September 2, 2022 · NCQA Communications

By Neepa Patel, CEO of WellRight, and Vanessa Guzman, president of SmartRise Health

If you’re reading this, chances are you or your employees are stressed out.

The pandemic significantly increased the number of people in the U.S. facing symptoms of anxiety and depression, while record levels of burnout led many to leave their jobs entirely.

It’s no wonder a vast majority (86%) of employers polled by Willis Towers Watson earlier this year named mental health, stress and burnout as top priorities for 2022. While only 35% already had a behavioral health strategy and action plan in place, nearly half said they’re planning on implementing one.

The most common way organizations handle employee mental health is by providing an Employee Assistance Program (73%), according to a 2022 HR.com survey.

But traditional offerings like EAPs may be falling flat. A recent McKinsey survey shows that while 65% of employers thought they supported employee mental health well or very well — just 51% of employees agreed.

How can employers bridge those gaps and make emotional and mental well-being programs better? By approaching offerings with diversity, equity and inclusion in mind.

Building equity into emotional well-being programs

Worried young businesswoman at corridor office

Organizations tend to build well-being programs with equality in mind — offering blanket support to all employees.

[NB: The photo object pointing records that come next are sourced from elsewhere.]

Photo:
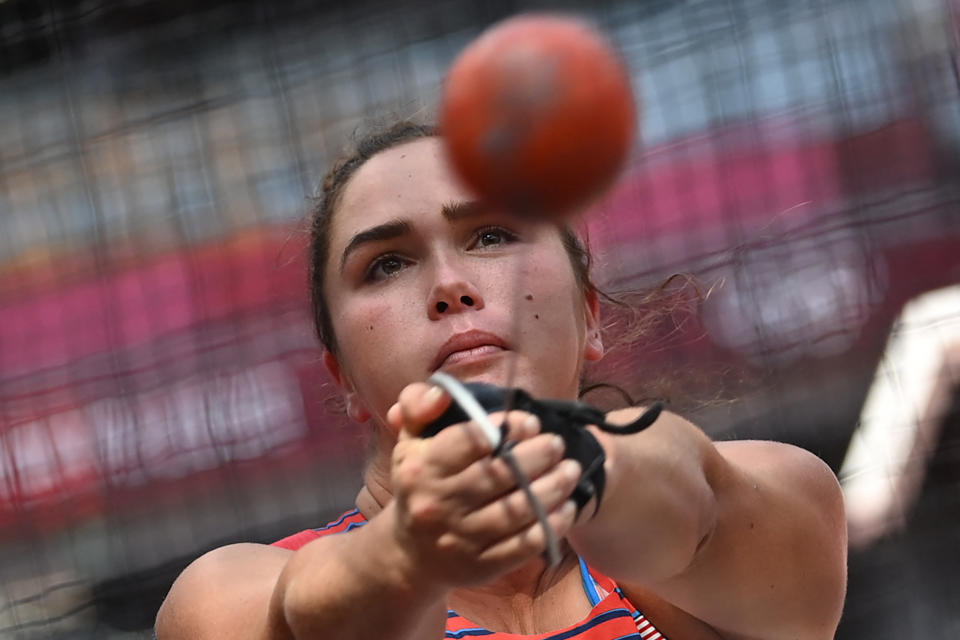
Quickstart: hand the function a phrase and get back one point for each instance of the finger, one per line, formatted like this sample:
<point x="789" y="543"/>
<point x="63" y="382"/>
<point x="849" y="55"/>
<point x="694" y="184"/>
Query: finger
<point x="530" y="541"/>
<point x="460" y="445"/>
<point x="419" y="405"/>
<point x="514" y="512"/>
<point x="491" y="478"/>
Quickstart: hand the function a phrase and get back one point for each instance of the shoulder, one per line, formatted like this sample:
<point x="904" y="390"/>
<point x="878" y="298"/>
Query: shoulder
<point x="204" y="596"/>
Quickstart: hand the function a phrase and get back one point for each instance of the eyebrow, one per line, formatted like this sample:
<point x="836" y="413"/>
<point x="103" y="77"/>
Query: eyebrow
<point x="385" y="231"/>
<point x="452" y="211"/>
<point x="461" y="209"/>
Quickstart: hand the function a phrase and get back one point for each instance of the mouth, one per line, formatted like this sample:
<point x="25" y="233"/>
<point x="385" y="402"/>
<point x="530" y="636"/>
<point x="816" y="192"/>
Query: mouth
<point x="468" y="347"/>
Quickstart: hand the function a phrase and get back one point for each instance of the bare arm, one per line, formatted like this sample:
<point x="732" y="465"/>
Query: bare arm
<point x="443" y="528"/>
<point x="326" y="589"/>
<point x="747" y="536"/>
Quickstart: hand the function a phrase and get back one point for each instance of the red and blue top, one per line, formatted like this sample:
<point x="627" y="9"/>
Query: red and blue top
<point x="613" y="617"/>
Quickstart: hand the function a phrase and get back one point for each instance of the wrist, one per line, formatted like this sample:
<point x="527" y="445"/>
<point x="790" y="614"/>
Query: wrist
<point x="393" y="552"/>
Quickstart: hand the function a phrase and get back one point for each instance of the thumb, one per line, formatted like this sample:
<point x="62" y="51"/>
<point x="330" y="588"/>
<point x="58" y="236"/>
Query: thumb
<point x="419" y="405"/>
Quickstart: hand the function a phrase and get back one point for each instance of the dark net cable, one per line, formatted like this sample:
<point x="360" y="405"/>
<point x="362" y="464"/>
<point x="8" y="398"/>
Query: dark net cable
<point x="161" y="388"/>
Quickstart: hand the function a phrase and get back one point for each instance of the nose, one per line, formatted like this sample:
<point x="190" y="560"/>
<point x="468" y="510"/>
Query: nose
<point x="452" y="293"/>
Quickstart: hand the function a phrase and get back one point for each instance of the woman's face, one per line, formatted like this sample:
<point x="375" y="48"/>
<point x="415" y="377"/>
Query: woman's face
<point x="421" y="277"/>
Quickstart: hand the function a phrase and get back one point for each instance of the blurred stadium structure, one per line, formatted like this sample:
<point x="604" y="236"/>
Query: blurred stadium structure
<point x="160" y="392"/>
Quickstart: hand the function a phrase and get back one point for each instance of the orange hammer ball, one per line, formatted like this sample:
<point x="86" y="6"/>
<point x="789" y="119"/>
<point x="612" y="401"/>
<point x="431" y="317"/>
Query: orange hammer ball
<point x="538" y="115"/>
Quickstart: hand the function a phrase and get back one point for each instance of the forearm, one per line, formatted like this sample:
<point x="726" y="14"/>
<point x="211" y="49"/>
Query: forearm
<point x="358" y="587"/>
<point x="658" y="506"/>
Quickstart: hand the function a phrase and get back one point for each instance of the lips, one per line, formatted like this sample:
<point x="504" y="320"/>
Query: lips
<point x="469" y="344"/>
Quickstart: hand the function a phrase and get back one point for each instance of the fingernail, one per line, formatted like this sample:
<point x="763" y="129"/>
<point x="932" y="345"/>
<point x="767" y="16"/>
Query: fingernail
<point x="557" y="444"/>
<point x="531" y="424"/>
<point x="433" y="394"/>
<point x="571" y="469"/>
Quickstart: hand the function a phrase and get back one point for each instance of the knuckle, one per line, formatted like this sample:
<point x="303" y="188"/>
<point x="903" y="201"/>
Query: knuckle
<point x="408" y="474"/>
<point x="449" y="543"/>
<point x="425" y="511"/>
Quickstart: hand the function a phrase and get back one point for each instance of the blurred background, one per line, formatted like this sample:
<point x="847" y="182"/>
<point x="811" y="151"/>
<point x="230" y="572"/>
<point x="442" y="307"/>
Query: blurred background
<point x="160" y="387"/>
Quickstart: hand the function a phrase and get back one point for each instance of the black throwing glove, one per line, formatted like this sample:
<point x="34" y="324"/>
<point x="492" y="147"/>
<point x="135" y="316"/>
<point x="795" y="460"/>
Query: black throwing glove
<point x="568" y="419"/>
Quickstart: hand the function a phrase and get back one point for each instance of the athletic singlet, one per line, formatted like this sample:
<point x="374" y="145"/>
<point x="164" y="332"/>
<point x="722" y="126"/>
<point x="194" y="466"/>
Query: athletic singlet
<point x="613" y="617"/>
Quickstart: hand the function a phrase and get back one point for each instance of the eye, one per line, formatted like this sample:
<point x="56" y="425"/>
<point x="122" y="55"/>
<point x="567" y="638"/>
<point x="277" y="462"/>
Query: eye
<point x="384" y="267"/>
<point x="494" y="237"/>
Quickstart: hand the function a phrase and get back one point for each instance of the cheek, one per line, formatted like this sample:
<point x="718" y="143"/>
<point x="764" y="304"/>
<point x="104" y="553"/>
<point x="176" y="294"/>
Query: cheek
<point x="372" y="339"/>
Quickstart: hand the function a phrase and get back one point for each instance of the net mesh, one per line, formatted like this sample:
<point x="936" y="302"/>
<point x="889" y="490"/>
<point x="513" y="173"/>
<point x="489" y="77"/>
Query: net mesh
<point x="160" y="386"/>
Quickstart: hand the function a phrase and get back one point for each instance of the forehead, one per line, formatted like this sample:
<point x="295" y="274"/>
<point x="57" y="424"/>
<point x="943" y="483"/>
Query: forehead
<point x="400" y="182"/>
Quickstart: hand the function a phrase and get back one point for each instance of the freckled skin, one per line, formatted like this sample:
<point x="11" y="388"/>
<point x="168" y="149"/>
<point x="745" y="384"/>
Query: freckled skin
<point x="412" y="183"/>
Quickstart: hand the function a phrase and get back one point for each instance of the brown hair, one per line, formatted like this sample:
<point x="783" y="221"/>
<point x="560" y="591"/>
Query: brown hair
<point x="630" y="315"/>
<point x="332" y="190"/>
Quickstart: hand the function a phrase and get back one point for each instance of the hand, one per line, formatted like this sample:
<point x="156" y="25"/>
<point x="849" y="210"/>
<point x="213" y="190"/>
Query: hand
<point x="458" y="512"/>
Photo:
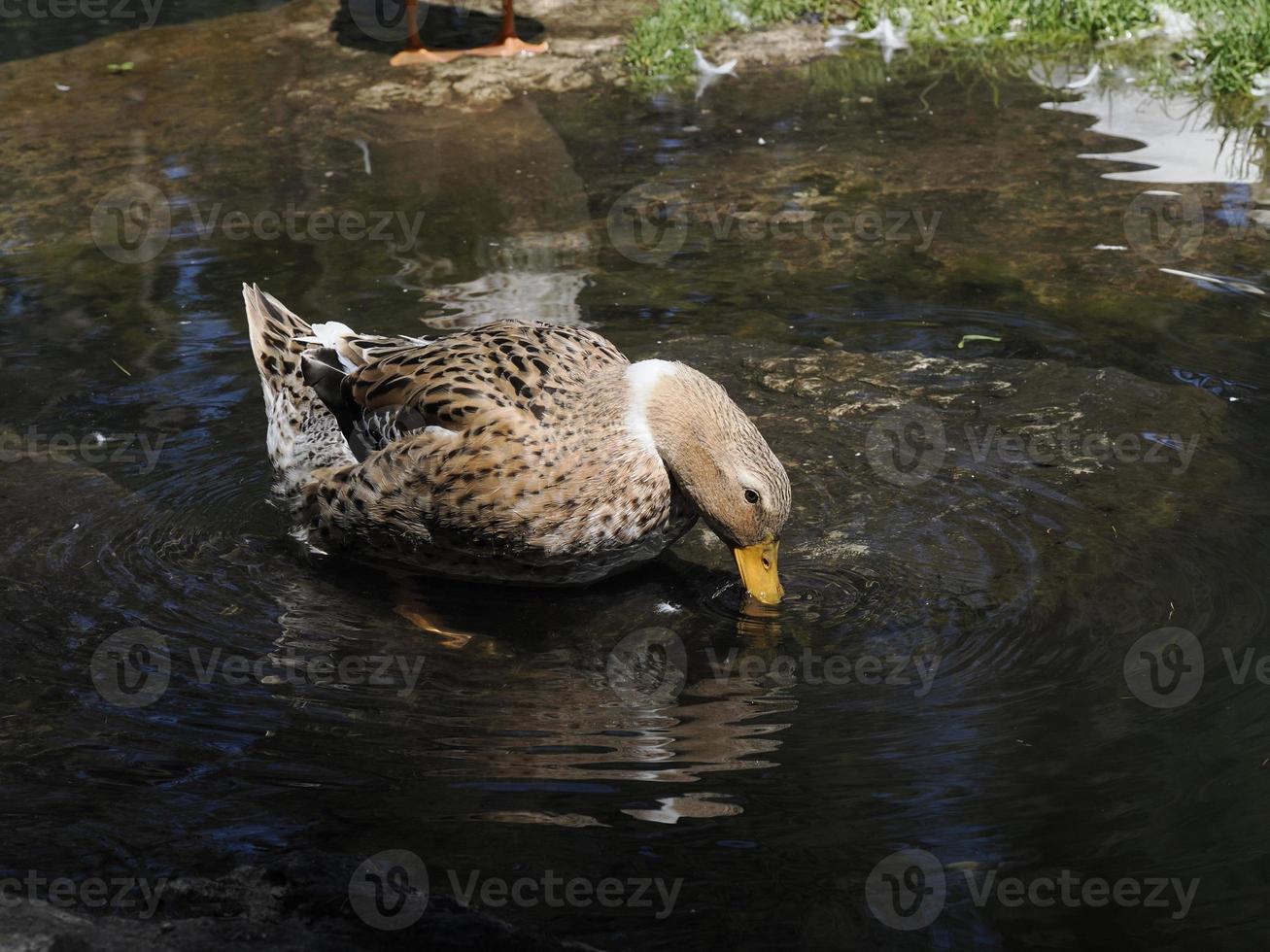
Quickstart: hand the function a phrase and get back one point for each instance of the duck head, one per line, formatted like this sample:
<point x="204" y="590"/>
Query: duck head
<point x="720" y="462"/>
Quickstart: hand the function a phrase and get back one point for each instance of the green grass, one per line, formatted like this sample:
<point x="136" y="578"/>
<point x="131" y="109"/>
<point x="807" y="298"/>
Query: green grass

But we find employees often don’t access those types of offerings — they want something more. Each employee carries their own stigmas and needs with them into the workplace. To truly support and improve emotional well-being among employees, organizations need to think with a diversity, equity and inclusion (DEI) lens when crafting their offerings.

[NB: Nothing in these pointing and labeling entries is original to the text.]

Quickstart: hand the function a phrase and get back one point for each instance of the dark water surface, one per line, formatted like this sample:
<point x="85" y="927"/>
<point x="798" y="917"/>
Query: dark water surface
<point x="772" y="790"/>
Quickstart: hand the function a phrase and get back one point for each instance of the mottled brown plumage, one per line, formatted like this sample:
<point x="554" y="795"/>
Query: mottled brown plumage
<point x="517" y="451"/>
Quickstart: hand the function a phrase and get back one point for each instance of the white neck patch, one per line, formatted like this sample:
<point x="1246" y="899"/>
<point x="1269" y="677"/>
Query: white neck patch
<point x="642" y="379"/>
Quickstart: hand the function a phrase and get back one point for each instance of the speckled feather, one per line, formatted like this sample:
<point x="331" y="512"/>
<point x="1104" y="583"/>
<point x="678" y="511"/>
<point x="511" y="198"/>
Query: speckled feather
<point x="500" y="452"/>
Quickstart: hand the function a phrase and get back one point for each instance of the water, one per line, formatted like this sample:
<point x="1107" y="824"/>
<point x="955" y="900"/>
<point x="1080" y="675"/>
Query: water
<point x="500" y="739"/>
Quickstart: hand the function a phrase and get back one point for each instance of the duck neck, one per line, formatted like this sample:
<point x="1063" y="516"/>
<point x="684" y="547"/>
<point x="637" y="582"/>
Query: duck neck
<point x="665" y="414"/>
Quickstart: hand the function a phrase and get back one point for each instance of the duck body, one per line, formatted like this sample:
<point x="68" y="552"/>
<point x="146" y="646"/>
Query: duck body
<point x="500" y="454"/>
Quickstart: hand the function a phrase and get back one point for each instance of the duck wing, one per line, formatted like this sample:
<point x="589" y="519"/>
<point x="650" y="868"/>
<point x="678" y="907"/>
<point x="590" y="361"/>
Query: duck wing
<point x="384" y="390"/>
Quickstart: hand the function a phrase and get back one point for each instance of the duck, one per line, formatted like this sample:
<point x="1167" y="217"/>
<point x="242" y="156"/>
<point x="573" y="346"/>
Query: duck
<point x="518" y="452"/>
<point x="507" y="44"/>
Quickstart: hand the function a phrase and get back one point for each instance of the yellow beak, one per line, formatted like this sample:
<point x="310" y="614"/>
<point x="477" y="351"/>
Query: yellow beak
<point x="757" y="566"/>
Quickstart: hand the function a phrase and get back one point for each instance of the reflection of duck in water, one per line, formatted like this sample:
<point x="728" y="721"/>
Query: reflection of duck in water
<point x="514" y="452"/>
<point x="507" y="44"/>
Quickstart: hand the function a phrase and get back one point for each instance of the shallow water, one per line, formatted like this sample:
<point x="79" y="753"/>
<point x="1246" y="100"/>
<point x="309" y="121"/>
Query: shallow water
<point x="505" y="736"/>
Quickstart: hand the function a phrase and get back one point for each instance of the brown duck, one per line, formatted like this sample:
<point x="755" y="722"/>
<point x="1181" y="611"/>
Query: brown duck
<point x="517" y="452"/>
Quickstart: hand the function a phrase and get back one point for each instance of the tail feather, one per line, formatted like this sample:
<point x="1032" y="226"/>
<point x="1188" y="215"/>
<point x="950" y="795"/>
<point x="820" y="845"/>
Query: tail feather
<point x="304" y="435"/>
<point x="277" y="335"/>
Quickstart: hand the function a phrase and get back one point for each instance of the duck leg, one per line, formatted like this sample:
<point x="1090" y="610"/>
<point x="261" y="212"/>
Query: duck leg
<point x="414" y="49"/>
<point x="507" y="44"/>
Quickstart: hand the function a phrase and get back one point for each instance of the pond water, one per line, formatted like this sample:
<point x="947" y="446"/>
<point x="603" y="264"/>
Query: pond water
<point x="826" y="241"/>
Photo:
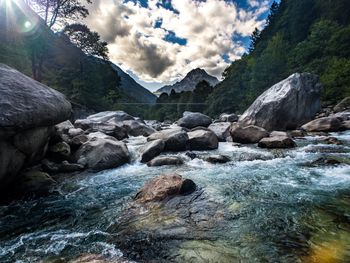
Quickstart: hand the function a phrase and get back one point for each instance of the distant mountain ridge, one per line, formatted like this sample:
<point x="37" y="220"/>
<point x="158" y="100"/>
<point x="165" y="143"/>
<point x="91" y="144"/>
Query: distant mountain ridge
<point x="189" y="82"/>
<point x="130" y="87"/>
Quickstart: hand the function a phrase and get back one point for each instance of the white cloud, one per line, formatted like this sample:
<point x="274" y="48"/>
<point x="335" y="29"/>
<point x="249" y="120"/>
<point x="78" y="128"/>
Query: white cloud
<point x="208" y="26"/>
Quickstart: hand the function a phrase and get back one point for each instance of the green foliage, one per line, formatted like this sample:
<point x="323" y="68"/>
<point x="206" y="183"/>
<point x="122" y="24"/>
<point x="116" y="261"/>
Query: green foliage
<point x="300" y="36"/>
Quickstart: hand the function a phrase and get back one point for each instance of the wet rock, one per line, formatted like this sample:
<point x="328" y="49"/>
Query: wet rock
<point x="60" y="150"/>
<point x="64" y="167"/>
<point x="297" y="133"/>
<point x="191" y="155"/>
<point x="152" y="149"/>
<point x="326" y="124"/>
<point x="163" y="187"/>
<point x="249" y="134"/>
<point x="135" y="128"/>
<point x="175" y="139"/>
<point x="217" y="159"/>
<point x="276" y="142"/>
<point x="203" y="140"/>
<point x="333" y="140"/>
<point x="165" y="160"/>
<point x="329" y="160"/>
<point x="228" y="117"/>
<point x="286" y="105"/>
<point x="191" y="120"/>
<point x="343" y="105"/>
<point x="110" y="116"/>
<point x="221" y="129"/>
<point x="102" y="153"/>
<point x="34" y="182"/>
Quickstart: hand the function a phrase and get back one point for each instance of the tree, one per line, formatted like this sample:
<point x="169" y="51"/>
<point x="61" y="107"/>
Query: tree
<point x="60" y="11"/>
<point x="86" y="40"/>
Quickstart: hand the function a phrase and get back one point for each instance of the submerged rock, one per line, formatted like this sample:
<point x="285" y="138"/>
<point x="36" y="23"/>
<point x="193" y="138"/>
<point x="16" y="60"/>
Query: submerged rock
<point x="191" y="120"/>
<point x="249" y="134"/>
<point x="152" y="149"/>
<point x="100" y="153"/>
<point x="286" y="105"/>
<point x="163" y="187"/>
<point x="276" y="142"/>
<point x="217" y="159"/>
<point x="221" y="129"/>
<point x="165" y="160"/>
<point x="326" y="124"/>
<point x="203" y="140"/>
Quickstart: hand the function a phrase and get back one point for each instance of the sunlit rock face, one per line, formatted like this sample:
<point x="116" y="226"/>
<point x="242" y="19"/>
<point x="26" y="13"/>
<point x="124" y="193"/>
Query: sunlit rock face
<point x="286" y="105"/>
<point x="29" y="109"/>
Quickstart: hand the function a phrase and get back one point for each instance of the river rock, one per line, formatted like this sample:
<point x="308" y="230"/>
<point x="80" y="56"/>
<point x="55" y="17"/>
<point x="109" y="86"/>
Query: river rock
<point x="163" y="187"/>
<point x="276" y="142"/>
<point x="26" y="103"/>
<point x="165" y="160"/>
<point x="221" y="129"/>
<point x="203" y="140"/>
<point x="191" y="120"/>
<point x="286" y="105"/>
<point x="102" y="153"/>
<point x="136" y="128"/>
<point x="152" y="149"/>
<point x="326" y="124"/>
<point x="29" y="110"/>
<point x="176" y="140"/>
<point x="249" y="134"/>
<point x="110" y="116"/>
<point x="343" y="105"/>
<point x="217" y="159"/>
<point x="228" y="117"/>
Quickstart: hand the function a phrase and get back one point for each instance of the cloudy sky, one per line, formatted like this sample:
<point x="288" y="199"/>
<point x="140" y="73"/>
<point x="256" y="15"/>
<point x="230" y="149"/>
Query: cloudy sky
<point x="158" y="41"/>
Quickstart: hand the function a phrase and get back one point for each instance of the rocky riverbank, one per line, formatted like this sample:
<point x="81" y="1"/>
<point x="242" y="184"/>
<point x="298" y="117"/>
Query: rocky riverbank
<point x="177" y="212"/>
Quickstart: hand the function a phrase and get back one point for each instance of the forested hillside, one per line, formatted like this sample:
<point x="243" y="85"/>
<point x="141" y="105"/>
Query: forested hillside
<point x="300" y="36"/>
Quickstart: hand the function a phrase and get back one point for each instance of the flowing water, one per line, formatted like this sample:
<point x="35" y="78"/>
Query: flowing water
<point x="263" y="206"/>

DEI in the workplace should be more than just a program. At its core, it’s about fostering a culture where people feel represented, have equal access to offerings and benefits, and feel like they belong despite their differences. That attitude should shine through when evaluating and updating emotional well-being programs.

People in certain racial and cultural communities may be more reluctant to seek help for their mental and emotional well-being because of stigmas and their unique lived experiences. Studies show Latinx Americans are less likely than white Americans to use mental health services, for instance. And while Black adults in the U.S. are more likely to report emotional distress, only 1 in 3 Black adults who need mental health care actually receive it, according to NAMI.

Employees of different ages also have different needs from an emotional well-being program. For example, the “sandwich generation” is taking care of children and aging parents at the same time — they may appreciate more tailored, intensive support than someone not experiencing that level of stress.

And while members of these communities or cohorts have shared experiences, we can’t forget that each person has their own individual needs and life story, and need different levels of support at different times.

That’s why a one-size-fits-all approach to emotional well-being in the workplace doesn’t cut it. Here are three things employers can do to make their emotional well-being programs more equitable:

  • Conduct broad surveys to identify gaps. Employees can be a wealth of information — all you have to do is ask. The information gathered from broad qualitative surveys provides invaluable information about your employee base and their needs. Incorporating a health assessment as part of an overall well-being program can also help tailor offerings to employees’ specific needs. But organizations shouldn’t rely on formal surveys alone to gather information on what employees are yearning for. When leaders engage with their staff and teams on a regular basis and make it a point to promote well-being programs, they can gain real-time feedback and help employees access the support they need.
  • Think beyond an EAP. Four in 10 employers are already considering redesigning their EAP, according to the Willis Towers Watson survey. Resources like emotional intelligence training, access to third-party digital mental health vendors, parental and caregiver support and more are becoming more popular.
  • Actively integrate mental health resources into the overall well-being program. Emotional well-being is just one pillar of a whole-person wellness program. The more integrated these types of offerings are with the rest of well-being resources; the more likely employees are to access them.

An equitably built emotional well-being program helps give every employee a fair chance to improve their mental health. And today, that can mean the difference between an engaged, productive workforce — or being the next employer affected by the great resignation because of high rates of burnout.